While many countries have made cyberstalking illegal, the United States has not. Several states have passed various types of legislation addressing cyberstalking, but the resulting hodgepodge of cyberlaws typically requires proof of a plausible threat of violence toward the victim. Until the United States enacts federal legislation, criminalizing cyberstalking, most victims are left to fight cyberharassment on their own.
What Can You Do?
What you can do to protect yourself depends on the type of cyberstalking involved. Consider the following five factors when deciding how to proceed:
Who? In any situation where a child is threatened (cyberbullying), immediate adult intervention is a necessity. If it is a child harassing the child, the harasser’s parents and, possibly, the school administration should be contacted. If it is an adult harassing the child, contact the authorities immediately.

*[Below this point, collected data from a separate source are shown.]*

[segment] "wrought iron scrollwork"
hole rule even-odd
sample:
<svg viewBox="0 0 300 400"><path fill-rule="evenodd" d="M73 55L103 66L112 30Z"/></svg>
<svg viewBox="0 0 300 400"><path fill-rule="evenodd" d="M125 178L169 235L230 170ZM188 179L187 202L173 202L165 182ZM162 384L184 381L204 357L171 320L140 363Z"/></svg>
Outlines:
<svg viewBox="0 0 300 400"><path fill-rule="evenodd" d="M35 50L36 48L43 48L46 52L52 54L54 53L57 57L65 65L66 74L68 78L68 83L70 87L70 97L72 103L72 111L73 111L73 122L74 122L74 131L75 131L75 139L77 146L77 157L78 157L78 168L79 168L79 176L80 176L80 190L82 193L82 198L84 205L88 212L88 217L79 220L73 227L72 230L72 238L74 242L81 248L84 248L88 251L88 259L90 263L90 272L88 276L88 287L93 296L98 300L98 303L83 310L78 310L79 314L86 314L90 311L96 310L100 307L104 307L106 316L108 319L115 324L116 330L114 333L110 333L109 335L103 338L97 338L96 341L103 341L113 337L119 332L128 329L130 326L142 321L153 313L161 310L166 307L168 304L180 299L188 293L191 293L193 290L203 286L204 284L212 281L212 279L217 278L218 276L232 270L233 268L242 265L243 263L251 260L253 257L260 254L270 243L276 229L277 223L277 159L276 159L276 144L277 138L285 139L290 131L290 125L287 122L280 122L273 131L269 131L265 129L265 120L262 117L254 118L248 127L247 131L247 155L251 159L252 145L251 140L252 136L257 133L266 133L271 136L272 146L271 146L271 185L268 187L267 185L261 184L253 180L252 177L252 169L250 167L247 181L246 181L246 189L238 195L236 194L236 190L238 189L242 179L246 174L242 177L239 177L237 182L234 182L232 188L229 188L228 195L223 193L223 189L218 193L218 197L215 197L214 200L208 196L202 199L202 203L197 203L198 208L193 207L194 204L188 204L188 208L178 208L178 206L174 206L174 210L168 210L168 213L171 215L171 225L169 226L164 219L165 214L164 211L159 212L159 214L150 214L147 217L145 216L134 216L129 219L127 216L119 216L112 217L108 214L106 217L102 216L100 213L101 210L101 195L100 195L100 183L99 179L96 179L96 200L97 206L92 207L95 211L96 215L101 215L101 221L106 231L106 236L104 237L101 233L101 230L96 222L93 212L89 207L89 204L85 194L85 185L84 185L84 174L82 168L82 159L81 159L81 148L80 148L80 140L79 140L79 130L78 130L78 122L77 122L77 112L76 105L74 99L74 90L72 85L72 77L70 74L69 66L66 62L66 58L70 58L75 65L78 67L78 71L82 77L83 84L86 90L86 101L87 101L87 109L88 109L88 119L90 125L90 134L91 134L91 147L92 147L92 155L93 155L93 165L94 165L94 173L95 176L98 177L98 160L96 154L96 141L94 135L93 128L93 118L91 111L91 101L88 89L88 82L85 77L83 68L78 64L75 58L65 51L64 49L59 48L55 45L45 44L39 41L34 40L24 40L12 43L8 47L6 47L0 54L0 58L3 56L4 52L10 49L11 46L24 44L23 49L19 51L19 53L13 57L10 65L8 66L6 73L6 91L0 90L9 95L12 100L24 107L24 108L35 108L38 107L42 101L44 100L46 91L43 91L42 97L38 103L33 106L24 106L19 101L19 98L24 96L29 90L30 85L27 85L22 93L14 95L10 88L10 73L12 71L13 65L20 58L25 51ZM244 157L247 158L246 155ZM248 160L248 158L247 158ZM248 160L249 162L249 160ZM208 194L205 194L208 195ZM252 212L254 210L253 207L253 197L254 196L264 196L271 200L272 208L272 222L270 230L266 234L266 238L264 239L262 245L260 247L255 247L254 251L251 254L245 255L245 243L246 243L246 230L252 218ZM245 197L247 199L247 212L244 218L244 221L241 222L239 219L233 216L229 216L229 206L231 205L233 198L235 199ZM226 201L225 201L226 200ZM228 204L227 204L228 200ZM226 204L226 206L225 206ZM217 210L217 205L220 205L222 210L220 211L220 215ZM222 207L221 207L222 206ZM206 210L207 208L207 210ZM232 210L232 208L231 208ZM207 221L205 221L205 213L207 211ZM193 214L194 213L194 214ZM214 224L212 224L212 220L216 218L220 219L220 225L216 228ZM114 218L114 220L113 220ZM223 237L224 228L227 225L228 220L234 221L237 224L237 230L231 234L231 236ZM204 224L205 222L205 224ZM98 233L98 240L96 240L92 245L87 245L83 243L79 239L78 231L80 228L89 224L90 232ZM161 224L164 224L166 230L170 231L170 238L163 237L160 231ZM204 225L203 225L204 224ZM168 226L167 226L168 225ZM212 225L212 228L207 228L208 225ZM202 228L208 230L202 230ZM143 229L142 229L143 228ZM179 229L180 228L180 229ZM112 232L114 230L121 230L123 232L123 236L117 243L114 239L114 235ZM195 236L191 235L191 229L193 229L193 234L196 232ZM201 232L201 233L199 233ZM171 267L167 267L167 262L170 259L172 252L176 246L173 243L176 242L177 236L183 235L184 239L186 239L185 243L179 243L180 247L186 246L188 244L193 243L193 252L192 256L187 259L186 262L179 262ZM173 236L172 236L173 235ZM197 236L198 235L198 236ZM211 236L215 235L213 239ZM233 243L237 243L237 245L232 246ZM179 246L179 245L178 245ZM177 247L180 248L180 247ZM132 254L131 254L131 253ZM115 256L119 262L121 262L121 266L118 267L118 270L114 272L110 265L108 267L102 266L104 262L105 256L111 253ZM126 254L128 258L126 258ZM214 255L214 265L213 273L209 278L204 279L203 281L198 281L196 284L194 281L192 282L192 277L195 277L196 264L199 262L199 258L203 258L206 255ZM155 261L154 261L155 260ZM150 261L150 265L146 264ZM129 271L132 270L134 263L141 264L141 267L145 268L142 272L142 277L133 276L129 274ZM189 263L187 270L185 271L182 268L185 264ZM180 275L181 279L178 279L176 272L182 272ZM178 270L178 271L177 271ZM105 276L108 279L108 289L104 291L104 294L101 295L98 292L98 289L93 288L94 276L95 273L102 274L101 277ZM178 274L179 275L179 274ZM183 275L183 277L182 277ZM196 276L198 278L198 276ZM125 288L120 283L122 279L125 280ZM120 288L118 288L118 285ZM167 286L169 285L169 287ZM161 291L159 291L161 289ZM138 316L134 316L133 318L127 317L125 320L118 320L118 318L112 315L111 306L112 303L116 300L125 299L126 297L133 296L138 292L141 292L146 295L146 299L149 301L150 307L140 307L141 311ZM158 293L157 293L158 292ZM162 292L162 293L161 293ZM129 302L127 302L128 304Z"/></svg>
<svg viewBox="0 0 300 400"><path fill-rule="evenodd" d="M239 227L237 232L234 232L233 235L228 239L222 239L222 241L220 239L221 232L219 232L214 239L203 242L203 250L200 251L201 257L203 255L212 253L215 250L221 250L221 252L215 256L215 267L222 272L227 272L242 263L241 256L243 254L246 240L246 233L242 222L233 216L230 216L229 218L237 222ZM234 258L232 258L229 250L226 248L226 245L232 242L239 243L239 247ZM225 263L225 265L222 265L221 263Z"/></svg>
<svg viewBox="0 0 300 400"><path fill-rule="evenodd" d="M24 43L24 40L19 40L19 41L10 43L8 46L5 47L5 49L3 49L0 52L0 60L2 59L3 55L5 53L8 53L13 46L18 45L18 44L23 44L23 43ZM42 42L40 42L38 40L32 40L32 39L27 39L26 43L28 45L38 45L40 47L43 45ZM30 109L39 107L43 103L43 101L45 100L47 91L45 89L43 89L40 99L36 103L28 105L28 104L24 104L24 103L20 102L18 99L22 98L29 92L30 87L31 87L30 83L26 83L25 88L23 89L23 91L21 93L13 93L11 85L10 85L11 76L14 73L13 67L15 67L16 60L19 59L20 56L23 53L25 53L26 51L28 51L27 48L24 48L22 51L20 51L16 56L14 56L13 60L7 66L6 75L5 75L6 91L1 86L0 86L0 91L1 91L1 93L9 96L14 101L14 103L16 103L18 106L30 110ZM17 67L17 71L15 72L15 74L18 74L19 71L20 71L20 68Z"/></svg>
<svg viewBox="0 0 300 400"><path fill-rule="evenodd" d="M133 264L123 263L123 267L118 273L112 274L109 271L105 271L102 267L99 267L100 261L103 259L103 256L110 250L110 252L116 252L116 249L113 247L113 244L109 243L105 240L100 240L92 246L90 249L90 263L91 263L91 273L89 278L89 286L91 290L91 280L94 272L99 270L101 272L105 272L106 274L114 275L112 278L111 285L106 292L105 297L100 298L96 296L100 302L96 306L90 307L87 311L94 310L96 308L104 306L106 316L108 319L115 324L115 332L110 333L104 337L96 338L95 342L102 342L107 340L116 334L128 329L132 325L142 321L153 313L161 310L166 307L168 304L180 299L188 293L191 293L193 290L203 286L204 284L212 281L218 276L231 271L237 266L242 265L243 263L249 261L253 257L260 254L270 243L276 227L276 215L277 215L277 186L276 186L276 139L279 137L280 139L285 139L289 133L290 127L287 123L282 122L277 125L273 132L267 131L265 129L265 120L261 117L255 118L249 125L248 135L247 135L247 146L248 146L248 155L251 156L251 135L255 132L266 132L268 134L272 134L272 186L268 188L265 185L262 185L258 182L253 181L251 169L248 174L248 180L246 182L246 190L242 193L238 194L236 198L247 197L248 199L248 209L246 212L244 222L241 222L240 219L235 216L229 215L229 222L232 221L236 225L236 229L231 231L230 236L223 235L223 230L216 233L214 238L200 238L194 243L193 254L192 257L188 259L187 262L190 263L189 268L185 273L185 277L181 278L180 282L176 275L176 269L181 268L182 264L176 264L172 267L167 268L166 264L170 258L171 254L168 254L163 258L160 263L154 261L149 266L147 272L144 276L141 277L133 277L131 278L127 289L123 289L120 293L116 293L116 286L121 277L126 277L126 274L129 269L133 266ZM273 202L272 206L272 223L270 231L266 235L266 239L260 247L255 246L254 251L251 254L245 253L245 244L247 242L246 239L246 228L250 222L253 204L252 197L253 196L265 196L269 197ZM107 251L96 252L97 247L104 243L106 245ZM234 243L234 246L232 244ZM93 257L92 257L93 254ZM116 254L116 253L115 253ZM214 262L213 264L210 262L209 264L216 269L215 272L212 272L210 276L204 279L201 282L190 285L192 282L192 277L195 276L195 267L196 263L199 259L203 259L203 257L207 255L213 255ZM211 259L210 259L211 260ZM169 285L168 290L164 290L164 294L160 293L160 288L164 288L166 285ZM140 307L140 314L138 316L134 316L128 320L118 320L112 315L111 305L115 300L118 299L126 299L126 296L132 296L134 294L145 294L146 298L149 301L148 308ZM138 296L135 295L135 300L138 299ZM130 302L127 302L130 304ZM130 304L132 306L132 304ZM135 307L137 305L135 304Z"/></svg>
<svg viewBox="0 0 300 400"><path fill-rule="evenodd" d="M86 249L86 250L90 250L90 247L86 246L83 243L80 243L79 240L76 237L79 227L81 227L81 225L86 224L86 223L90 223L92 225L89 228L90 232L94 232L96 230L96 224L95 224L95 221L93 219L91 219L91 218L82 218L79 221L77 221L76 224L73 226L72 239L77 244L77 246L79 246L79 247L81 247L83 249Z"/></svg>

What? Depending upon other factors, name-calling, disrespect, lewd remarks and/or ridicule may or may not constitute harassment. Personally directed hate speech and physical threats are much more serious, requiring immediate intervention.
When? Cyberstalking typically requires repeated incidents of harassment. Not only does a single rant about a lost eBay auction probably not constitute cyberstalking, taking action against the one-time ranter prior to a subsequent incident may simply be poking a sleeping bear.
How? Even most state laws do not require physical, person-to-person, to make a case for cyberstalking. If cyberstalking does turn into real world contact, however, immediate intervention of the authorities is likely warranted.
Every case is different. Any impression that you are in physical danger, however, should trump the foregoing criteria and prompt a call to your local authorities.